Özgürlük savaşçısı bir ressam: Frida Kahlo (1907-1954)
Resimleri, stili, karmaşık aşk hayatı ve politik duruşuyla bir efsanedir Frida. Doğum gününü, Meksika Devrimi’nin gerçekleştiği 7 Temmuz 1910 olarak ilan edecek kadar özgürlüğe düşkündü. İki sene önce Londra Victoria&Albert Museum’da özel bir sergisi vardı. Katılma şansım oldu. Sergiyi gezerken Frida’nın hayatının içinden geçiyormuşum gibi hissettim. Yarım bıraktığı kremler, birbirinden havalı kıyafetleri, tabloları… Umarım artık ağırlıklarından, karanlıklarından ve zehirli ama büyük aşkı Diego’dan kurtulmuştur ve eminim ki kanatlarını kendi boyamıştır. Hayatını konu alan, 2012 yapımı ‘Frida’ filmi de çok güzeldir. Frida’ya Salma Hayek hayat veriyor.
Dünyanın başına gelmiş en iyi First Lady: Eleanor Roosevelt (1884-1962)
Eleanor Roosevelt, 32. ABD Başkanı Franklin Delano Roosevelt’in eşiydi ve ‘Uluslararası İnsan Hakları Bildirgesi’ni Birleşmiş Milletler Genel Kurulu’na sunan ve kabul edilmesini sağlayan dünyanın ilk first lady’si olarak tarihe geçti. Eleanor Hanım, siz bu dünyanın başına gelmiş en iyi first lady’lerden birisiniz. Saygılar…
Dünyadaki bütün koltuklar sana feda olsun: Rosa Parks (1913-2005)

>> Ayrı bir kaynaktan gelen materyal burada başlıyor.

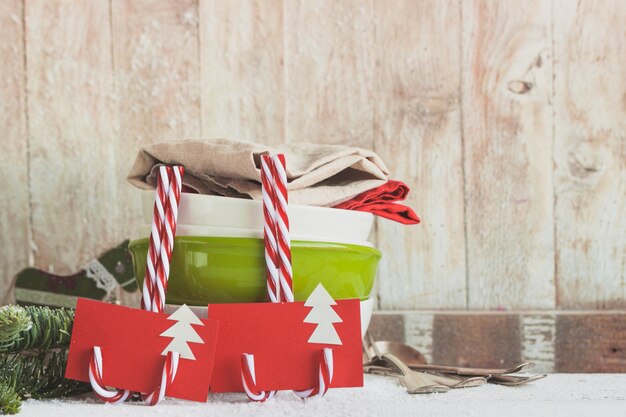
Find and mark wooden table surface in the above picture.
[20,374,626,417]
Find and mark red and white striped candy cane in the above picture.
[272,154,333,398]
[89,346,130,404]
[141,351,180,405]
[152,166,184,313]
[241,353,276,402]
[141,166,170,311]
[293,348,334,399]
[89,166,184,405]
[272,154,293,302]
[261,155,280,303]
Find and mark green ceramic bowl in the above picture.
[130,236,381,305]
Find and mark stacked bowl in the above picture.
[130,191,381,331]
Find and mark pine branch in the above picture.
[0,305,74,353]
[0,305,32,343]
[0,382,22,414]
[0,349,90,398]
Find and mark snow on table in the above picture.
[20,374,626,417]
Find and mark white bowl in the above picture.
[141,191,374,243]
[133,224,374,248]
[164,298,374,338]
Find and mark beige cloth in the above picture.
[128,139,389,206]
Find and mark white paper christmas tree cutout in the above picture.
[304,284,343,345]
[161,304,204,360]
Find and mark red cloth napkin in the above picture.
[335,180,421,224]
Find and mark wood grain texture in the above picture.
[374,1,466,309]
[200,0,285,144]
[0,0,30,304]
[25,0,118,273]
[460,0,554,309]
[0,0,626,310]
[284,0,374,149]
[554,0,626,309]
[112,0,200,238]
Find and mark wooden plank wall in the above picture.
[0,0,626,310]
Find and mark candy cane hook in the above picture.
[241,353,276,402]
[293,348,333,399]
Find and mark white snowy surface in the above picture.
[20,374,626,417]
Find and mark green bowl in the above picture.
[130,236,381,305]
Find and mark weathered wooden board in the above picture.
[283,0,381,298]
[0,0,626,312]
[25,0,118,273]
[554,0,626,308]
[112,0,200,238]
[458,0,554,309]
[0,0,30,304]
[368,310,626,373]
[284,0,374,148]
[200,0,285,144]
[374,0,466,309]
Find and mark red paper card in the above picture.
[209,292,363,392]
[65,299,218,402]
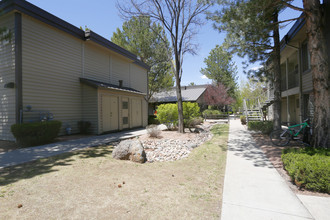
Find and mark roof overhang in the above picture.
[79,78,147,96]
[0,0,150,70]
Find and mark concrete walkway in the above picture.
[221,120,315,220]
[0,126,165,169]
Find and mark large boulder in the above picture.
[112,139,146,163]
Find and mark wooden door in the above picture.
[132,99,142,127]
[102,95,119,132]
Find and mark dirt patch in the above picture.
[251,133,330,197]
[139,131,198,141]
[0,134,93,153]
[0,126,228,219]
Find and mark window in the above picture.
[123,101,128,109]
[301,42,311,72]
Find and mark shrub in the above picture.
[11,121,62,147]
[203,109,222,116]
[282,148,330,193]
[248,121,273,134]
[157,104,178,129]
[78,121,92,134]
[184,117,204,131]
[240,115,246,125]
[157,102,200,129]
[182,102,201,119]
[148,115,159,125]
[147,125,161,138]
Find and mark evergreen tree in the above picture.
[208,0,284,129]
[209,0,330,148]
[201,45,237,98]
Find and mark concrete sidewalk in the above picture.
[0,126,165,169]
[221,120,314,220]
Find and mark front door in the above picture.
[102,95,119,132]
[132,99,142,127]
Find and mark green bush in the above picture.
[78,121,92,134]
[248,121,273,134]
[157,102,200,129]
[240,115,246,125]
[203,109,222,116]
[282,148,330,193]
[11,121,62,147]
[184,117,204,131]
[156,104,178,129]
[148,115,159,125]
[182,102,201,127]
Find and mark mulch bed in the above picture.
[251,133,330,197]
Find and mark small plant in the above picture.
[78,121,92,134]
[157,102,200,129]
[240,115,246,125]
[11,121,62,147]
[157,104,178,129]
[148,115,159,125]
[185,117,204,132]
[147,125,161,138]
[248,121,274,134]
[203,109,222,117]
[282,147,330,193]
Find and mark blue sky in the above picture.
[28,0,302,85]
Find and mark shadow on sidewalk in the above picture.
[0,146,113,186]
[229,130,274,169]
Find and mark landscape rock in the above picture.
[112,139,146,163]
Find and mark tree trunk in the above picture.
[175,68,184,133]
[272,12,281,130]
[303,0,330,148]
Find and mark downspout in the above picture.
[285,58,291,125]
[298,43,304,123]
[15,12,23,124]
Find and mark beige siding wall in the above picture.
[22,15,82,134]
[111,56,131,89]
[0,13,16,140]
[82,85,98,134]
[130,63,148,93]
[302,71,313,92]
[98,89,148,134]
[142,98,148,127]
[83,42,111,83]
[0,14,147,139]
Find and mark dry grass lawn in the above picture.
[0,125,228,219]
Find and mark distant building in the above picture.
[148,85,208,115]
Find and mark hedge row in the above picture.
[282,148,330,193]
[248,119,274,134]
[11,121,62,147]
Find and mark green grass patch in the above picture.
[282,147,330,193]
[248,121,274,134]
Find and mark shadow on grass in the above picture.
[0,146,113,186]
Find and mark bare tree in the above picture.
[117,0,210,133]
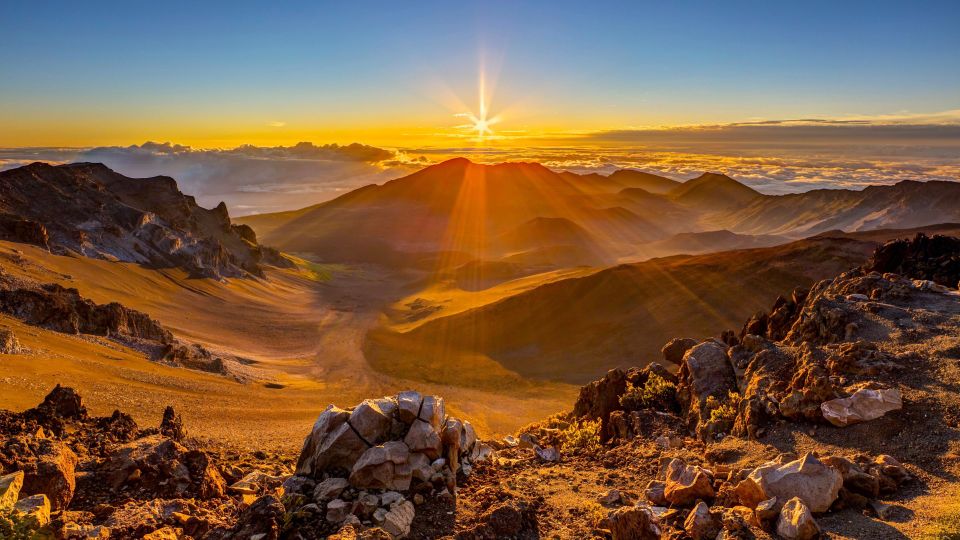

Amerika’da 1930'larda beyazlar ve siyahlar otobüslerde farklı koltuklarda oturuyordu. Alabama’da beyaz bir adam, Rosa Parks´tan kendisine yer vermesini istedi. ‘Kendine ayrılan bölümde’ oturan Parks, yer vermeye direndi ve bunun sonucu tutuklandı. Bu olay Amerika'da siyahi direnişin milatlarından biri olarak kabul ediliyor. Rosa Parks, ABD’deki siyahilere uygulanan ayrımcılığa karşı tavır koyarak özgürlük hareketin başlangıcını yapan kişi oldu. Bu olaydan sonra uzun bir süre boyunca siyahiler otobüslere binmedi ve eylemler bir yıl sonra meyvesini verdi. ABD Federal Mahkemesi, otobüslerdeki bu uygulamayı yasakladı.
Sınırların ötesinde bir kadın: Semiha Berksoy (1910-2004)
Semiha Berksoy, ressam ve Türkiye’nin ilk kadın opera sanatçısı. 1934’de Mustafa Kemal Atatürk’ün isteğiyle sahnelenen ilk opera temsilinde sahneye çıktı ve ilk opera sanatçımız olarak TBMM’den ödül aldı. 40 yıl boyunca Ankara Devlet Operası’nda görev yaptı. 1939’da Richard Strauss’un ‘Ariadne Auf Naxos’ isimli operasındaki rolüyle Avrupa’da sahne alan, Türkiye’den ilk opera sanatçısı oldu. Yaptığı resimlerle tüm dünyada tanındı. Resimleri yurt içi ve yurt dışında birçok sergi ve müzede sergilendi.
Madam Curie’nin Türkiye’den tek öğrencisi: Remziye Hisar (1902-1992)
Prof. Dr. Remziye Hisar, Türkiye Cumhuriyeti’nin ilk kadın kimyacısı. Fransa’da Sorbonne Üniversitesi’nden mezun olan Türkiye’den ilk kadın ve dünyaca ünlü bilim insanı Madam Curie’nin tek öğrencisi. Hakkında daha fazla şey bilmek isterseniz M. Ali Alpar’ın hazırladığı ‘Bilimin Öncü Kadını: Remziye Hisar’ kitabını okuyabilirsiniz.